Eva was a little girl in 1944, and remembers her father, who was a soldier in the German army, coming to their house secretly in the dead of night and having a hurried, whispered conversation with her mother. She deduced later that he must have deserted. In any case, she never saw him again and two days later she was told that her mother had drowned herself in the river Pregel. She and her two little brothers were bundled up hurriedly by a neighbour and they joined the masses fleeing westward.
The Russians soon caught up with them, and provided an army “escort”. Eva recalls how women would be pulled out of the group when they stopped to rest in the evenings, and their screams as they were raped and murdered. One soldier took a liking to her, though, and helped her, although his favourite game when they paused for the night was to use her hand as target practice for his knife throwing. Luckily, Eva was quick and always managed to snatch her hand away in time.
Eventually, she and her brothers were handed over to a displaced children’s home, where a doctor examined her and her brothers and concluded that they were about 6, 4 and 2 years old. Eva didn’t know their exact birthdays, so they were randomly allocated a date of birth based on their physical and mental devlopment. Eva had been very conscious of her responsibility as the big sister and was upset that in the home she was separated from her little brothers. She never saw the four-year-old again, and her baby brother only once, when he was very ill and she was allowed to visit him. She assumed he died, but she wasn’t informed.

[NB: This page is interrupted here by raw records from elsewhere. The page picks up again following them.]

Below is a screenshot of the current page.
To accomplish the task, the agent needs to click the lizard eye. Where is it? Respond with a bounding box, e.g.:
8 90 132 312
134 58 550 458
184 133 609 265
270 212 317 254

After the war ended, thousands of German families had been split up and many people were desperately searching for their relatives. Parents would turn up at the home hoping to find their missing children, and Eva always hoped that some day a couple would come and claim her, although she knew deep down that her parents were both dead.
Eventually, when she was ten, she was adopted by a childless couple who were kind to her, but expected her to repay their kindness by housework. And at last she was able to start school, where she finally learnt to read, write, and do basic arithmetic.
When she was thirteen, her adoptive father began sexually abusing her and at the age of only fourteen she had a baby. However, she continued to live with her adoptive parents who brought the child up as if it were their own while Eva, who now had to leave school, went to work. Eva never complained about this situation, but always remained grateful to her adoptive parents for giving her a chance in life and for their love. Later she married my brother-in-law – yet another story! Amazingly, Eva turned out remarkably well-balanced and “normal”.
A few years ago, Eva joined a group of elderly people who, like her, had fled from East Prussia, and they travelled to the village where she was born. She thought that perhaps she might find something familiar, or even someone who remembered her parents. But no. The area is now part of the oblast, the so-called “free economic zone”. It was rebuilt and resettled by Russians, and she could find nothing at all that looked remotely familiar. Attempts to trace her brother also failed.
My father and Eva never met, but I know that if they had, they would have got along well. They were interested in knowing about one another. Their link was Königsberg.